The Un-Scratchable Itch
Many times I see patients that have been unsuccessfully treated for one or several conditions, and are coming for a second (sometimes 3rd or 4th!) opinion. I had an interesting case of a patient who had been treated for a very common type of heel pain (plantar fasciitis), but had minimal improvement. She had an array of typically very good treatments (stretching, shoe gear modification, oral medication, injections, physical therapy, etc.), but her symptoms persisted. She had pain in her heel and arch, and the pain was sometimes present in the morning or after periods of rest (typical of a plantar fasciitis), but also occurred at seemingly random times throughout the day. Sometimes walking/running would illicit no pain, sometimes it was unbearable. The pain was often burning in nature, sometimes sharp. After going through a thorough history, the patient also related an interesting tidbit… she had an annoying, persistent itch on the bottom of her foot, and had seen foot specialists and dermatologists and been treated with various creams but to no avail. The itch was present without any other dermatological signs or symptoms, and nothing seemed to relieve it.
Many patients will have very clearly identifiable symptoms and exacerbating factors which they can lucidly describe, and that correlate nicely with a specific condition. Sometimes,
however, the patient has a difficult time describing the nature of their pain, and exactly what makes it worse (or what makes it feel better). While the patient above had obvious symptoms, they did not fit nicely into any diagnosis box. I see this difficulty many times when people are dealing with pathology involving nerves.
The above patient was examined, and sure enough a specific examination of an area known as the Tarsal Tunnel elicited a shooting, electrical type pain into her heel and arch, and also increased the “itchiness”. Is this case, the patient was not suffering from a plantar fasciitis, and had no dermatological reason for the itch, but was suffering from a condition known as tarsal tunnel syndrome.

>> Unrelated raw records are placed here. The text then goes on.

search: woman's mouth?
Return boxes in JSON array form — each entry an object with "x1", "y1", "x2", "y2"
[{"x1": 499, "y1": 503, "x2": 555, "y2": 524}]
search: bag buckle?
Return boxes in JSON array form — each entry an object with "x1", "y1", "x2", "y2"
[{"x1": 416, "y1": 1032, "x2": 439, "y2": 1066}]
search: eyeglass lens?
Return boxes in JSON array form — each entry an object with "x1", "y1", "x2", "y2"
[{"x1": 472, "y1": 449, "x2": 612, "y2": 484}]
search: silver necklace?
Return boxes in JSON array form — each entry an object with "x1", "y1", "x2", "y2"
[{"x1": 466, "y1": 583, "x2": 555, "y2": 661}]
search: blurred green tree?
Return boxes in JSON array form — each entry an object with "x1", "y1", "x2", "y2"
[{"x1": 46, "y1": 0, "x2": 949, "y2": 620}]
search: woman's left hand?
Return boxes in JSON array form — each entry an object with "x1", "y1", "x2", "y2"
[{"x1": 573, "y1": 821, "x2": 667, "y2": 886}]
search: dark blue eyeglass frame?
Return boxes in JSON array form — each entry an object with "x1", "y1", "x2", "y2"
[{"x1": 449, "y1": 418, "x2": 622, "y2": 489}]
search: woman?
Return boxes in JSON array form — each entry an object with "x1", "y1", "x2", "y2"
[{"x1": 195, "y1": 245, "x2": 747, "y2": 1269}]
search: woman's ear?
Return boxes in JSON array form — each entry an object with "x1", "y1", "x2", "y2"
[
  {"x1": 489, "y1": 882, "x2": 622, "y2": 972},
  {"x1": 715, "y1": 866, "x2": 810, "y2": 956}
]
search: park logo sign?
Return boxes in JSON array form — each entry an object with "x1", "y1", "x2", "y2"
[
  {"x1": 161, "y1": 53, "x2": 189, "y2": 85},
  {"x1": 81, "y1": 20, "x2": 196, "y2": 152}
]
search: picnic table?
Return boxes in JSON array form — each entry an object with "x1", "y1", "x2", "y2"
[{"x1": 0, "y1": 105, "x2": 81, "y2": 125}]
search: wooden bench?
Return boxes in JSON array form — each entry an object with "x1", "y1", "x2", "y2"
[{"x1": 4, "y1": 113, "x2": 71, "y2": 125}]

Many people have heard of carpal tunnel syndrome. Tarsal tunnel syndrome (TTS) is a similar phenomenon that occurs in the foot. The tarsal tunnel refers to a specific anatomical area on the inside part of the foot and ankle. There is a specific ligament in the area (the laciniate ligament) that attaches from the medial malleolus of the tibia, to the heel bone (calcaneus). Thus a tunnel is formed with the ligament as the roof, and the bones as the floor of the tunnel. All the tendons, arteries, nerves and veins that travel to the bottom (plantar) foot pass through this tunnel. The main nerve passing through this area is known as the tibial nerve, which eventually branches to provide innervation to the bottom of the foot. For a variety of reasons, the tibial nerve can get compressed which will then cause pain to the bottom of the foot. This pain can present very differently for different patients, but most commonly will cause burning, or electrical type pain. Many times, it can also be associated with numbness, tingling, or hard to describe sensations which we refer to as paresthesias. In this particular case, the patient’s pain and “itching” sensation were both caused by a tarsal tunnel syndrome.
TTS can be a diagnosis of exclusion; where everything else is ruled out as a cause of pain. A focused exam needs to be performed over the tarsal tunnel, including percussing the area and looking for radiating pain or paresthesias to the heel, arch or toes (referred to as Tinel’s Sign) or, (less commonly) Valleix Sign, which is pain radiating up the leg. Physical exam and x-rays will often show a foot and ankle position which can increase pressure on the nerve (many times a patient will have a flat foot with excessive pronation which keeps the laciniate ligament taut, increasing pressure on the nerve). An MRI may be useful if there is a structure impinging on the nerve such as a ganglion cyst, accessory muscle belly, or inflammation of nearby tendons. Many times, an MRI is inconclusive, and a patient will be sent for a neurological exam known as an NCV/EMG to evaluate for nerve pathologies. This is often an important test, as it will also determine if there is nerve pathology from any were else in the lower extremity. Sometimes, compression of a nerve originating in the back can lead to similar foot pain and strange sensations.
Treatment for the condition can also vary based on the etiology. If it is simply a positional issue, proper shoe gear and custom orthotics and avoiding compression on the area simply will help. Many times, a topical or oral anti-inflammatory medication is needed. A doctor may need to use steroid injections as well. In cased when there is a mass in the tarsal tunnel, this will typically need to be removed surgically to provide relief. Sometimes, a surgical release of the ligament and any strictures around the nerve is necessary.
So, if you have pain or funny feelings, and are being treated for a foot condition with limited success, make sure you inquire about tarsal tunnel syndrome.